Over time, I have found that the best approach to things that don't go my way is to simply accept them – accept that it was for the best. As much as we would all love to always get what we want, I don't think having all our desires met is a good thing – otherwise, we'll be like this spoiled brat who was given a brand new car for her sixteenth birthday by her parents, but complained that it was the wrong colour – how ungrateful can one be?
If we were to truly get everything we wanted, to have all our desires fulfilled, we would probably still be living in our hometown, married to our high school sweetheart, we'd still be in our first jobs, flipping burgers at McDonald's, perhaps the highlight of our career will be progressing as the manager of our local branch.
That reality doesn't fill me with any sort of excitement, so maybe it's good that our desires are not always fulfilled. Not getting what we want gives us the freedom to think creatively and look for ways to succeed. During this process, we often realise that the thing we want, may not be what we thought we wanted all along. Or sometimes, we end up getting something else entirely that may even be better for us over the long term.
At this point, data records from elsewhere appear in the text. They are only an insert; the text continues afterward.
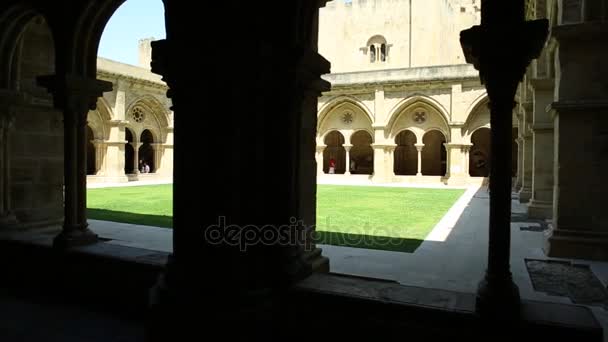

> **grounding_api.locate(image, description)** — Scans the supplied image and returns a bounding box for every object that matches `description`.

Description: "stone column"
[461,0,549,320]
[0,94,17,228]
[546,20,608,260]
[372,144,388,183]
[443,143,471,185]
[528,78,555,219]
[462,144,473,178]
[384,144,397,181]
[513,137,524,193]
[93,140,107,175]
[315,145,327,177]
[38,75,112,248]
[519,102,534,203]
[344,144,353,176]
[414,144,424,177]
[149,1,330,341]
[150,143,163,173]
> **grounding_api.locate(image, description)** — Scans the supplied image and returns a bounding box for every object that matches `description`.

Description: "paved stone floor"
[83,183,608,334]
[0,288,145,342]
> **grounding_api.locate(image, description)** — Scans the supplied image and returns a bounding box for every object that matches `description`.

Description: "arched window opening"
[139,129,156,173]
[86,125,97,176]
[365,35,388,63]
[323,131,346,174]
[125,128,135,175]
[349,131,374,175]
[469,128,490,177]
[422,130,447,176]
[394,131,418,176]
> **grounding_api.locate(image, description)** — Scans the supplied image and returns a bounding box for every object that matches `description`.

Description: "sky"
[98,0,165,65]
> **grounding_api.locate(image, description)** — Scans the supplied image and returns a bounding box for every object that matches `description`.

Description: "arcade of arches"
[317,89,518,185]
[87,55,173,182]
[0,0,608,341]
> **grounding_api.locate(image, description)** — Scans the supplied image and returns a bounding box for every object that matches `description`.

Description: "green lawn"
[87,185,464,252]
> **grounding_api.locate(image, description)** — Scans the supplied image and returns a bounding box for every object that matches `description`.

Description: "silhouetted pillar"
[513,137,524,192]
[528,78,555,219]
[344,144,353,175]
[150,0,330,341]
[546,12,608,260]
[519,101,534,203]
[414,144,424,176]
[38,75,112,248]
[461,0,548,324]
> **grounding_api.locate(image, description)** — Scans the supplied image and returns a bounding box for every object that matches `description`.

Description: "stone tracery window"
[365,35,389,63]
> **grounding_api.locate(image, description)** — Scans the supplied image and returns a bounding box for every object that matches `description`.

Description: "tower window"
[363,35,390,63]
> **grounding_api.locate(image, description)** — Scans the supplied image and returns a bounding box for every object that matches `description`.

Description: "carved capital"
[150,39,170,82]
[296,49,331,97]
[37,75,112,125]
[460,19,549,107]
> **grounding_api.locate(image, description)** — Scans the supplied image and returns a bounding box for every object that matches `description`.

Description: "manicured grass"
[87,185,464,252]
[87,184,173,228]
[316,185,464,252]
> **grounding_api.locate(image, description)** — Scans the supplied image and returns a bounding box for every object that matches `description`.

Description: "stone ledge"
[296,274,603,341]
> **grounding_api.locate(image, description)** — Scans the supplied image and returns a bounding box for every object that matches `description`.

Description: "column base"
[528,198,553,220]
[545,228,608,261]
[0,213,19,229]
[447,175,468,186]
[53,226,99,249]
[475,274,521,323]
[519,187,532,203]
[304,248,329,273]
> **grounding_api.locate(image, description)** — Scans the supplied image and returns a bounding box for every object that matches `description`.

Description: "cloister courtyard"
[79,178,608,322]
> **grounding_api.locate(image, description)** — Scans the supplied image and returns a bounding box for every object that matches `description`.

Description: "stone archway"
[422,130,447,176]
[86,125,97,176]
[125,128,136,175]
[323,131,346,174]
[139,129,156,173]
[394,130,418,176]
[349,131,374,175]
[469,127,491,177]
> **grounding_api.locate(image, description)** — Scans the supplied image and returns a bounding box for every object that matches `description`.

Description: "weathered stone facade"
[316,1,517,184]
[87,39,173,182]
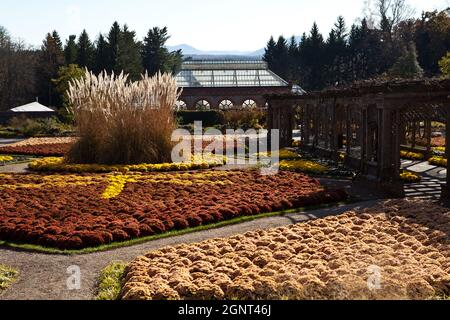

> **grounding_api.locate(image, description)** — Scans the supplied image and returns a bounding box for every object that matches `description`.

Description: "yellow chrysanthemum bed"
[280,160,329,174]
[28,155,227,173]
[400,151,425,161]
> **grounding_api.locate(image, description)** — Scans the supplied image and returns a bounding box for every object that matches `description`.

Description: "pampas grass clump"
[67,71,180,164]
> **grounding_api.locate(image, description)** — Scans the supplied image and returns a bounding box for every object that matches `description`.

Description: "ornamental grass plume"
[67,70,181,164]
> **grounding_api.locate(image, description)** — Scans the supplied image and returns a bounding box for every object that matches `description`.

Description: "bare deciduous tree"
[364,0,415,34]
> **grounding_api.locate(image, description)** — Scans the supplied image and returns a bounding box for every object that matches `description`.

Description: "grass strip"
[95,261,127,301]
[0,264,19,290]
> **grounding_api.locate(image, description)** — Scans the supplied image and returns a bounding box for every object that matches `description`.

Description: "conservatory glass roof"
[176,60,288,88]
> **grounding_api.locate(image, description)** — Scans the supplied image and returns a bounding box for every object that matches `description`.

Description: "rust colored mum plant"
[67,72,180,164]
[0,170,346,249]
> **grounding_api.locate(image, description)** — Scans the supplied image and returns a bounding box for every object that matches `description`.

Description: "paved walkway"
[402,160,447,201]
[0,201,379,300]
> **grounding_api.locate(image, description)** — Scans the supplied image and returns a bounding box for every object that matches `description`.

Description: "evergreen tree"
[64,35,78,65]
[38,33,64,106]
[301,22,326,90]
[106,21,122,73]
[115,25,143,80]
[389,43,423,79]
[52,64,84,107]
[439,52,450,78]
[272,36,289,79]
[142,27,182,75]
[325,16,349,85]
[287,36,300,83]
[415,10,450,75]
[93,34,112,74]
[52,30,63,51]
[263,36,277,70]
[77,30,94,70]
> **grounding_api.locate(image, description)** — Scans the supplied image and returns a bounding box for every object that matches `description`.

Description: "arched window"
[219,100,234,110]
[242,99,258,109]
[175,100,187,111]
[195,100,211,111]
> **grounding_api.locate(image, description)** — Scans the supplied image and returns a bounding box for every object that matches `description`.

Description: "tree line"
[264,0,450,90]
[0,22,182,111]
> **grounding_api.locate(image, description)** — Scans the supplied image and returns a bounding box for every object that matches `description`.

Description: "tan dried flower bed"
[121,200,450,300]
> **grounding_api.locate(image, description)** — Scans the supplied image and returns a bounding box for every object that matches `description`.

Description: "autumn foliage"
[0,171,346,249]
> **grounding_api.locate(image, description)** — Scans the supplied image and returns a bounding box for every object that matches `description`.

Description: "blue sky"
[0,0,450,51]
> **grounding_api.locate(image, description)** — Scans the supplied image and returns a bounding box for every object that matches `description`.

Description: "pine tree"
[52,30,63,51]
[64,35,78,65]
[263,36,277,70]
[142,27,182,75]
[389,43,423,79]
[303,22,326,90]
[287,36,299,83]
[38,33,64,106]
[106,21,122,73]
[325,16,349,85]
[115,25,143,80]
[272,36,289,79]
[93,34,112,74]
[77,30,94,70]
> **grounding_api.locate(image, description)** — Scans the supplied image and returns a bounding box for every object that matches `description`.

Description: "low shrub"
[224,109,266,131]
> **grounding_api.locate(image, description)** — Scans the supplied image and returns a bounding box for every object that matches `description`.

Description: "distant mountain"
[167,36,302,58]
[167,44,264,57]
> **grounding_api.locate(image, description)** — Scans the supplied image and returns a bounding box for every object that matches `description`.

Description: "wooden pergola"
[267,79,450,198]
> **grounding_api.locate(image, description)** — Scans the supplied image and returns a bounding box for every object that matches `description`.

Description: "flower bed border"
[0,200,348,255]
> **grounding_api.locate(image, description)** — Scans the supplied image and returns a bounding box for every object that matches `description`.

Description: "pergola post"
[425,120,432,158]
[393,110,403,180]
[345,105,353,159]
[441,109,450,203]
[329,99,339,160]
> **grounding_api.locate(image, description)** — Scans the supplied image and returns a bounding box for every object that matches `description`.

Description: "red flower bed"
[0,143,71,157]
[0,171,346,249]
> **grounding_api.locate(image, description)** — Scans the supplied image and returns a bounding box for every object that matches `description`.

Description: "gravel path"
[0,200,380,300]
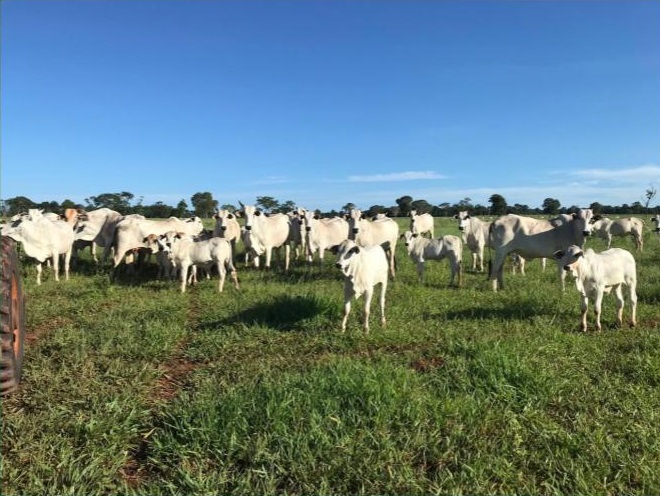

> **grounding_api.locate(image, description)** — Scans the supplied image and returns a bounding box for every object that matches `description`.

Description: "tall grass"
[2,219,660,494]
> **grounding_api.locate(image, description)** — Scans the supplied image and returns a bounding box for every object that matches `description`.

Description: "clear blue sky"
[0,0,660,210]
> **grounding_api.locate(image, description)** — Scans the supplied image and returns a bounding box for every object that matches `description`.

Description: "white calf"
[401,231,463,287]
[159,234,239,293]
[333,239,388,334]
[555,245,637,332]
[591,216,644,251]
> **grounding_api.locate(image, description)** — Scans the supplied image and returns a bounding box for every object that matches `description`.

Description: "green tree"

The world doesn't always give us what we want... it gives us what we need.
If we ever really want something and didn't get it, it's often best to accept that maybe this isn't the right place or time for us to obtain that desire.
We may need to be patient; for someone like me who is chronically impatient, my own advice is something I try to remind myself whenever I find myself not getting the outcome I wanted. Knowing when to be patient helps me build resilience and recognise that life is about the long game, not short term thinking, or instant gratification.
Life is about the long game. We're not always going to get what we want. But if we're patient enough, most of the time, we'll get what we need.
Have an awesome week ahead,
This Week's Wisdom
"We are not always humiliated by failing at things; we are humiliated only if we first invest our pride and sense of worth in a given achievement, and then do not reach it."